Ohne einen Stopp der Migration nach Westeuropa werden die EU-Staaten nach Einschätzung von Außenminister Sebastian Kurz (ÖVP) nicht zu einer gleichmäßigeren Verteilung von Flüchtlingen bereit sein. Daher müsse man verhindern, dass Menschen weiterhin von Griechenland nach Westeuropa reisten, sagte Kurz am Samstag der Deutschen Presse-Agentur (dpa) im Hinblick auf den Türkei-EU-Sondergipfel.

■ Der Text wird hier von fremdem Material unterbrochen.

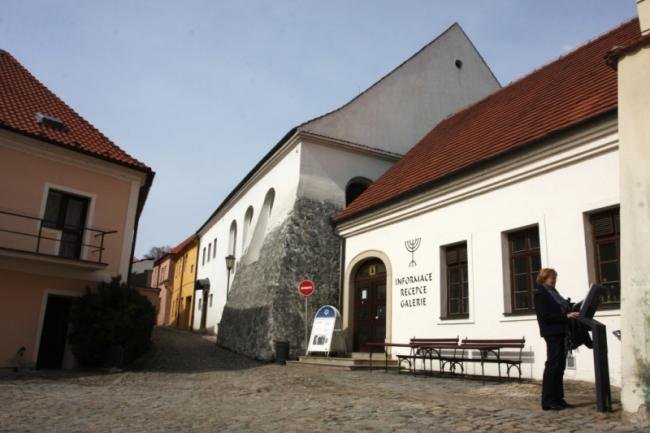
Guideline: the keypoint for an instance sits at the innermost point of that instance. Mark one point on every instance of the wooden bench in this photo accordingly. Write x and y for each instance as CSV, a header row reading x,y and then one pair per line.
x,y
490,351
384,347
426,349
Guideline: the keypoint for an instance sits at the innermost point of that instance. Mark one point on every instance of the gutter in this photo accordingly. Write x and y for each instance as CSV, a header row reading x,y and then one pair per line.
x,y
142,197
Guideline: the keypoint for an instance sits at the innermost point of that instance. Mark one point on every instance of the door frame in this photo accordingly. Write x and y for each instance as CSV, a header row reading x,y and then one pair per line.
x,y
41,316
349,291
371,282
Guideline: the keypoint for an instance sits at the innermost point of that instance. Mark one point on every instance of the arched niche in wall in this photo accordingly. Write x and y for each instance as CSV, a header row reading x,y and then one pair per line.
x,y
259,233
355,187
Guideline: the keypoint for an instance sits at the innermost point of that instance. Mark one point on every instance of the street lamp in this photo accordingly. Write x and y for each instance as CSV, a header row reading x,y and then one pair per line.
x,y
230,263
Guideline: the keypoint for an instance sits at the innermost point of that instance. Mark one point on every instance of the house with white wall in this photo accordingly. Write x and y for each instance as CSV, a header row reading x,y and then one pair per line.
x,y
275,228
448,242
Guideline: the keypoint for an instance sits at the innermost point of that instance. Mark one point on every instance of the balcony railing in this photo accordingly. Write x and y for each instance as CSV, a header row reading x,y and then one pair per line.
x,y
19,232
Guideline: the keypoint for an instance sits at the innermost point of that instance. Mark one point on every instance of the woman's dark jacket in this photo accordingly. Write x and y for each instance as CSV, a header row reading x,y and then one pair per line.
x,y
550,315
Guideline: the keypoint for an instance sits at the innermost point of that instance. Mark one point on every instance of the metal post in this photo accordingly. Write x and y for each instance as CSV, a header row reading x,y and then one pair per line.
x,y
601,367
306,325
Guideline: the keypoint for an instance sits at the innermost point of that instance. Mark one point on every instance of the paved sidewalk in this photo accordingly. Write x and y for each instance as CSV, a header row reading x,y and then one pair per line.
x,y
189,385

"Mittelfristig kann es auch sein, dass die Länder, die jetzt gegen eine Verteilung sind, bereit sind Flüchtlinge aufzunehmen", sagte der Minister. "Solange aber ein so hoher Zustrom besteht, und solange sich die Staaten auch bewusst sind, dass aufgrund solch einer Politik immer mehr Menschen kommen werden, solange ist auch eine Verteilung unrealistisch", so Kurz.

Jüngste Aussagen von EU-Ratspräsident Donald Tusk und der deutschen Bundeskanzlerin Angela Merkel sieht Kurz als Bestätigung für den Kurs Österreichs und einiger Balkanstaaten, der zu einem Rückstau Zehntausender Flüchtlinge in Griechenland geführt hat. Tusk hat diese Woche Migranten abgeraten, nach Europa zu kommen, während Merkel sich gegen das "Durchwinken" entlang der Migrationsroute ausgesprochen hat. "All das ist meiner Meinung nach endlich eine Politik, die in die richtige Richtung geht", sagte Kurz.

Griechischer Gouverneur will Notstand ausrufen

Wegen des anhaltenden Flüchtlingszustroms und schlimmer Lebensbedingungen in Aufnahmelagern will der Gouverneur der griechischen Region Zentralmazedonien den Notstand ausrufen. "Hier (am Grenzübergang Idomeni) haben wir 13.000 Menschen und weiter südlich weitere 5.000 Migranten in Flüchtlingslagern", sagte Apostolos Tzitzikostas Samstag früh in Idomeni dem griechischen Nachrichtensender Skai.

Idomeni liegt an der Grenze zu Mazedonien. Der Nachbar Griechenlands hat die gemeinsame Grenze abgeriegelt und lässt täglich nur eine begrenzte Zahl an Migranten passieren. Die griechische Regierung schätzt die Zahl der im Land stecken gebliebenen Personen auf rund 32.000. Täglich kämen etwa 1.900 Menschen aus der Türkei hinzu, hieß es vom zuständigen Krisenstab in Athen.